Iron's eyes glazed over while she tried to adapt to this new information, her face slackening as all available energy was shunted to her brain.

"Wh–no, no, that can't be true. Can it? Dirt?"

Copper managed to hold it in for a moment longer before she broke down laughing, Tin joining her a half-second later.

Finally realizing that she was being messed with, Iron huffed, stomping a hoof. "Very funny. Did you actually need help with something, or was that just part of the setup?"

Copper straightened herself out, clamping down on a residual giggle. "Sorry, I just saw the opportunity and couldn't resist. I do have a ques---well, two actually, now that I think about it. But one of them is really quick. One and a half questions."

Iron glowered at her.

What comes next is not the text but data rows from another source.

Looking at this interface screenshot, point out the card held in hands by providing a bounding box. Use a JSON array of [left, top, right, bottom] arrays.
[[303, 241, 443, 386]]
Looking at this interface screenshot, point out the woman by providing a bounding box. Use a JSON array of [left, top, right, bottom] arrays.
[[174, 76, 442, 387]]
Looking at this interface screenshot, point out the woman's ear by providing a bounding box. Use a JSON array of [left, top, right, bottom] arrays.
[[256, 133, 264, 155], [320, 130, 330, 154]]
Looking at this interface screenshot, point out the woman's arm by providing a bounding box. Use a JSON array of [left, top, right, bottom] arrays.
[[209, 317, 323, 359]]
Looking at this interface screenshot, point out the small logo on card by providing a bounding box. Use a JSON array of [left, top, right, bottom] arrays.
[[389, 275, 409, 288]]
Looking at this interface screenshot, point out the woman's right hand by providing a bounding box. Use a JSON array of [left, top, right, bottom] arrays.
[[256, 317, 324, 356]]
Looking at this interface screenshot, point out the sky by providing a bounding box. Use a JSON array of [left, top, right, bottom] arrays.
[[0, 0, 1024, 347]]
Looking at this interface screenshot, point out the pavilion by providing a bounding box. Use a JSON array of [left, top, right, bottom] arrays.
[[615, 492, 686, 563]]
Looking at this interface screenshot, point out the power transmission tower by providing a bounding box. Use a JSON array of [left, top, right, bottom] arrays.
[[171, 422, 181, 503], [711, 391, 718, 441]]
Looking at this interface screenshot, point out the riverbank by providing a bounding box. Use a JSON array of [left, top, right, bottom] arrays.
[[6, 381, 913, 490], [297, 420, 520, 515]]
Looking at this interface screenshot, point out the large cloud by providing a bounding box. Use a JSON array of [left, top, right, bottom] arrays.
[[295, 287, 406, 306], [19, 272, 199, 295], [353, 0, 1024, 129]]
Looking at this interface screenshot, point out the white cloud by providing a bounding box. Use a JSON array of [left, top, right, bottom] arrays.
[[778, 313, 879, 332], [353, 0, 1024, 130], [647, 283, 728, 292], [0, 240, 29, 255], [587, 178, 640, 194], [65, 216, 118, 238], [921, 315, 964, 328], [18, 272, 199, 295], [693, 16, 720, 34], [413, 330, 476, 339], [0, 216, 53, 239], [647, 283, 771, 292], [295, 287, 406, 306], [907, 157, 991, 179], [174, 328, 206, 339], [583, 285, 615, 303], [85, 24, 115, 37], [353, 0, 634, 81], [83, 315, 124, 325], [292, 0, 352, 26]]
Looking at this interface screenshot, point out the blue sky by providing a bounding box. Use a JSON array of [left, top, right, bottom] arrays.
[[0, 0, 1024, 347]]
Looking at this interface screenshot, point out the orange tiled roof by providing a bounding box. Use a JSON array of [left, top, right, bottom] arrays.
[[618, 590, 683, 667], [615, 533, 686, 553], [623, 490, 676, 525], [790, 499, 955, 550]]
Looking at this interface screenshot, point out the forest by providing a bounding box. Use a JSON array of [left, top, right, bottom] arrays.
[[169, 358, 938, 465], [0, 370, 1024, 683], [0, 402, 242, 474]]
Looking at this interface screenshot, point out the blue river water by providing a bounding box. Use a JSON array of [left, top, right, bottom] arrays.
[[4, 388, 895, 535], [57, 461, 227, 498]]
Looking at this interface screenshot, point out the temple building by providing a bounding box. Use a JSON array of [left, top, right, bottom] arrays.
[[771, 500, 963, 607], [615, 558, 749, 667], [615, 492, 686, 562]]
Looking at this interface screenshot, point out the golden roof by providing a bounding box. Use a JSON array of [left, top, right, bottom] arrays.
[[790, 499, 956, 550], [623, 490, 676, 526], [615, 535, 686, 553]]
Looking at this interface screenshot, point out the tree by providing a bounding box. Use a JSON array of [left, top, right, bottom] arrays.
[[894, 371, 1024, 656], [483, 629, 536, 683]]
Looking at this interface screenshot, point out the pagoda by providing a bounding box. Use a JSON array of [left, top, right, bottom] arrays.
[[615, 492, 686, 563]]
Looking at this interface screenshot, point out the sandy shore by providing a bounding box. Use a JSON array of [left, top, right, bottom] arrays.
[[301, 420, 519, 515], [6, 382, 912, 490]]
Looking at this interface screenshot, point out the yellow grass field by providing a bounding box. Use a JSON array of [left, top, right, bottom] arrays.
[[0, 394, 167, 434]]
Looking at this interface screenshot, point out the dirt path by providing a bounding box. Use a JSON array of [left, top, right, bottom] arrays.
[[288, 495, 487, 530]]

Copper, being the kind and generous conversationalist that she was, decided out of her own free will and definitely no other reason to hurry it up a little bit.

"Quick one first, have either of you seen Brass Band around?"

"She's still on tour, I believe. Manehattan has been good for her." Tin raised his hoof, clearly eager to explain something now that he was actually knowledgeable about the subject matter. "Why, were you thinking about getting the group back togeth—"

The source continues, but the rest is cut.